Торраль нетерпеливо слушал его, презрительно глядя своими жесткими глазами.
– Ну, довольно, – прервал он вдруг. – Я тебя предупреждал, не так ли? Соскочив с рельсов здравого рассудка, ты должен был кувырнуться. Не жалуйся: ты мог упасть и с большей высоты. Твой неудавшийся брак спас тебе жизнь. Теперь ты свободен. Почти чудом ты вырвался из сумасшедшего дома, в котором мог бы окончить свои дни. Глупец! Вместо того, чтобы плакать, ты должен был бы смеяться. Лекарство, быть может, и горько, – но ты зато исцелен. Во всем, что ты молол здесь, нет ни одной молекулы здравого смысла. Твой потерянный рай – выдумка: это страна лжи и миражей. Ты мог бы пройти его весь из конца в конец, ни разу не встретив реального счастья. Ты меня понял, да? Слушай: через час я покидаю Сайгон и, вероятно, вижу тебя в последний раз в жизни. Мы были друзьями, я хочу тебе оставить нечто лучшее, чем совет – завещание: вернись к здравому смыслу. Ты был цивилизованным, но столетия атавизма не могут изгладиться бесследно, даже после бесконечного усовершенствования. Вернись к цивилизации! Искорени в твоем мышлении последние корни предрассудков, условностей, верований. Сделайся снова тем, чем ты был перед твоим кризисом: взрослым человеком среди играющих детей на земле. И ты снова вернешь себе счастье взрослых людей, здоровое и разумное счастье, которое заключается в том, чтобы не знать страданий.
Он смотрел Фьерсу твердо и прямо в глаза, и Фьерс смотрел на него, но задумчиво: в этой разнице сказывалась душа того и другого. Торраль свернул папиросу и закурил.
В тишине они слышали потрескивание лампы, в которой керосин догорал.
– Так значит, – вдруг спросил Фьерс, – жизнь тебе нравится?
– Да.
– Ты не хочешь ничего лучшего? Тебе достаточно этого: спать, есть, пить, курить табак и опиум, любить женщин – или там мальчиков?
– Да!
– И вполне искренно ты убежден, что зло и добро – вздор, что нет ни Бога, ни закона?
Торраль язвительно засмеялся.
– Урок катехизиса. Я верю в одного только Бога: в детерминистскую эволюцию. Я верю в добро и зло, как в регламент общественной выгоды, предусмотрительно сочиненный умными против дураков. Я верю даже, что человек состоит из тела и души, причем первое – математически точная величина, а второе – интеграл химических соединений.

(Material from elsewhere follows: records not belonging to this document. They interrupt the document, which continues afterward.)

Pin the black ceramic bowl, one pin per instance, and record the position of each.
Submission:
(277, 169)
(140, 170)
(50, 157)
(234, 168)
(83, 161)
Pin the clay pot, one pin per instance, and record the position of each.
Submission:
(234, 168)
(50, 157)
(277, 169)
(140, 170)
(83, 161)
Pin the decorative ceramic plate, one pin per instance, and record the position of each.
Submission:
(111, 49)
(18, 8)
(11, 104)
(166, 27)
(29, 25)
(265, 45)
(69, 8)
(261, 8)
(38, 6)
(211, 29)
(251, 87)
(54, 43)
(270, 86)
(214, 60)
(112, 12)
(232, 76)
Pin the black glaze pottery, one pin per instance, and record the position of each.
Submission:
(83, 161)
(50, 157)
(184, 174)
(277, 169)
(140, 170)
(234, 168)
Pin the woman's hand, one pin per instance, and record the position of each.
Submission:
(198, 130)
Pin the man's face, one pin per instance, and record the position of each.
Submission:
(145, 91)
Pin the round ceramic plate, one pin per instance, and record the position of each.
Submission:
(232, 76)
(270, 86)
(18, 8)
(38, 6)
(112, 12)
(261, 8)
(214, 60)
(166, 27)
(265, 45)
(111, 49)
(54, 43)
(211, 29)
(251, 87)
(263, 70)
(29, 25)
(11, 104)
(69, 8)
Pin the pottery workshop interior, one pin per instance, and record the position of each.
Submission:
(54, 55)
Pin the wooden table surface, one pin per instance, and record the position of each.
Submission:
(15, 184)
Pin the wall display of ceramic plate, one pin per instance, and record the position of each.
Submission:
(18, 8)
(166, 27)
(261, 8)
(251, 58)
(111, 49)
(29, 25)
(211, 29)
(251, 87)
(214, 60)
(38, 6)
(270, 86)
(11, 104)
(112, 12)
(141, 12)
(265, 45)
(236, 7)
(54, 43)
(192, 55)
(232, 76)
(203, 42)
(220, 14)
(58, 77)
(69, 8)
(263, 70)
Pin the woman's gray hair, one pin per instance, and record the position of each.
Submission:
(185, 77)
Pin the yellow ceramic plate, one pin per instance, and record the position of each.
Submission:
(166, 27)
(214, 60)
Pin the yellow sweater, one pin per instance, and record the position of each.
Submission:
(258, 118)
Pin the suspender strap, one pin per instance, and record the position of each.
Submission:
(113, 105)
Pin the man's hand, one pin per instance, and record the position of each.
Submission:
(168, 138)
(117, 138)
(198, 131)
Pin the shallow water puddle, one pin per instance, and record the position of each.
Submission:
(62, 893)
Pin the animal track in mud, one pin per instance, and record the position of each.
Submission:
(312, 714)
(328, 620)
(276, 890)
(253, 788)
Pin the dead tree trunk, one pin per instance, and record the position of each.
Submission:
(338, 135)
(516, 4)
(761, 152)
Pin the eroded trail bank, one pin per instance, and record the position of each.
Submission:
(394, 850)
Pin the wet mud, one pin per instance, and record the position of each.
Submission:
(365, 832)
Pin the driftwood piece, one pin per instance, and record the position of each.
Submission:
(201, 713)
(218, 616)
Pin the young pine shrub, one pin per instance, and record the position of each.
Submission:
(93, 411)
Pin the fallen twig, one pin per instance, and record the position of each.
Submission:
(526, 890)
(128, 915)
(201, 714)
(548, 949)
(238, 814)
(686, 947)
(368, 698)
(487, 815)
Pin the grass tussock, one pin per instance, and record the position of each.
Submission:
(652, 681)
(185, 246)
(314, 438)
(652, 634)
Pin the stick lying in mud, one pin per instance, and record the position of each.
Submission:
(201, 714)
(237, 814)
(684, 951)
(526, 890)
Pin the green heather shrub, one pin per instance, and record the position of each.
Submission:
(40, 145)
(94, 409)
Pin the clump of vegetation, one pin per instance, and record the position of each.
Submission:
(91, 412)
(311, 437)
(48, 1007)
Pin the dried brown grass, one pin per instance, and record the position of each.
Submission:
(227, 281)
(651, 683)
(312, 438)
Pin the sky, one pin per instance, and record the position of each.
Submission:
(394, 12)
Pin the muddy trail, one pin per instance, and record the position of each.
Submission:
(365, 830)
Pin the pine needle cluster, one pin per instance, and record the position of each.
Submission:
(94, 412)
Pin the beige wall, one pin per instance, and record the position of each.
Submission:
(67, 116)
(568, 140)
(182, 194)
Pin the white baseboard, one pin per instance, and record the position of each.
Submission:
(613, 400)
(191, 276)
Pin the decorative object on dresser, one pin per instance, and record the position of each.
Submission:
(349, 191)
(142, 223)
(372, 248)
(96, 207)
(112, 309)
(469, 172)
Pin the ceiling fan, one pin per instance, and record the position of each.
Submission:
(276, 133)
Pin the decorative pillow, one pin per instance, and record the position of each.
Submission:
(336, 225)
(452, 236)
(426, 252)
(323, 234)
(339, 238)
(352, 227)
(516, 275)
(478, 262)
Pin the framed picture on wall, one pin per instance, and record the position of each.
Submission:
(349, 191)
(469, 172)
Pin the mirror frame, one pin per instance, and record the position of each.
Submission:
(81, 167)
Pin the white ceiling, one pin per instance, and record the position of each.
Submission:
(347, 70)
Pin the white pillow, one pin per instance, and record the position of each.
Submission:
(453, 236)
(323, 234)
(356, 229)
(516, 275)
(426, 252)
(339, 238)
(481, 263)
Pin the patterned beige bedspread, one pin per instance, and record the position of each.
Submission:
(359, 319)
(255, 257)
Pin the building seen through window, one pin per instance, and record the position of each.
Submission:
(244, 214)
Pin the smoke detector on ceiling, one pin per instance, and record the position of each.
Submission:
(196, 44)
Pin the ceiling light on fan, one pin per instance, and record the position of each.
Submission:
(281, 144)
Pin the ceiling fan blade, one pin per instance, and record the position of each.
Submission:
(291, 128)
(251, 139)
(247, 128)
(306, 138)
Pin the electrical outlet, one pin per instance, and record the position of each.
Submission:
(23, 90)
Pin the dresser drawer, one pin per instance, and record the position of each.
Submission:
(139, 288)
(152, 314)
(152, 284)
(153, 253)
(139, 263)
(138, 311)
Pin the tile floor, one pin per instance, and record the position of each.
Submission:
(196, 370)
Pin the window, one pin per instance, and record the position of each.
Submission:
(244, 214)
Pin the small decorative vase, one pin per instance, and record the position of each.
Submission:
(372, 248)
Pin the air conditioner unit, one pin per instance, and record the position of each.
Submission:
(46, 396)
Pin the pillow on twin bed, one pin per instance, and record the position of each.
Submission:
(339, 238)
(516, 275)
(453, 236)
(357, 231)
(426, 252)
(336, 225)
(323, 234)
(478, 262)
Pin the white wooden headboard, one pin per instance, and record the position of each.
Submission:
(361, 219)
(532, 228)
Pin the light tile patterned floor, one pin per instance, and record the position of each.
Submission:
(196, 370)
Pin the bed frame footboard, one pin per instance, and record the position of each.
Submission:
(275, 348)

Чтобы закончить, я прибавлю, что этот катехизис – катехизис цивилизованных – тайна, которую нужно скрывать от недостойной черни и сохранять только для избранных, каков я. Цивилизация должна идти вперед. А профанировать тайны – значит, отбрасывать эволюцию назад, к варварству.
Он выпустил последние клубы дыма из своей папиросы и погасил ее под ногой.
– Я думаю, впрочем, что ты знаешь все это так же, как и я.
Огонь в лампе угасал с маленькими судорогами, которые отбрасывали на стену сарабанду красноватых теней. Фьерс опустил голову. Что он мог ответить? Торраль говорил правду, ничего нельзя было выдвинуть против этой непогрешимой догмы.
Внезапно, среди призраков, осаждавших его мысль, Фьерс увидел Селизетту Сильва – целомудренную, верующую, наивную, счастливую.
– Да! – закричал он внезапно. – Да, я знаю все это! Я выучил твой катехизис еще в школе. И я инстинктивно следовал ему даже раньше, чем изучил. И нет истины кроме него, и все остальное – ложь. Да, черт возьми, я знаю все это. Но дальше? Нет ни Бога, ни закона, ни морали. Нет ничего, кроме права каждого брать свое счастье, где ему заблагорассудится и жить за счет менее сильных. А дальше? Я пользовался им, этим правом, я им злоупотреблял. Я сделал своей любовницей Истину, самую эгоистичную и самую неумолимую из всех: моя ли вина, если теперь я задыхаюсь в ее объятиях? Моя ли вина, если я нашел только усталость и отвращение там, где, по твоим словам, должно бы найти счастье? Не страдать, не чувствовать! Этого мне недостаточно. Я жажду другого. Я не согласен больше жить для того, чтобы есть, пить и распутничать. Я не хочу ее больше, этой Истины, которая не может мне дать ничего другого: я предпочитаю ложь, я предпочитаю ее обман, ее измены и слезы!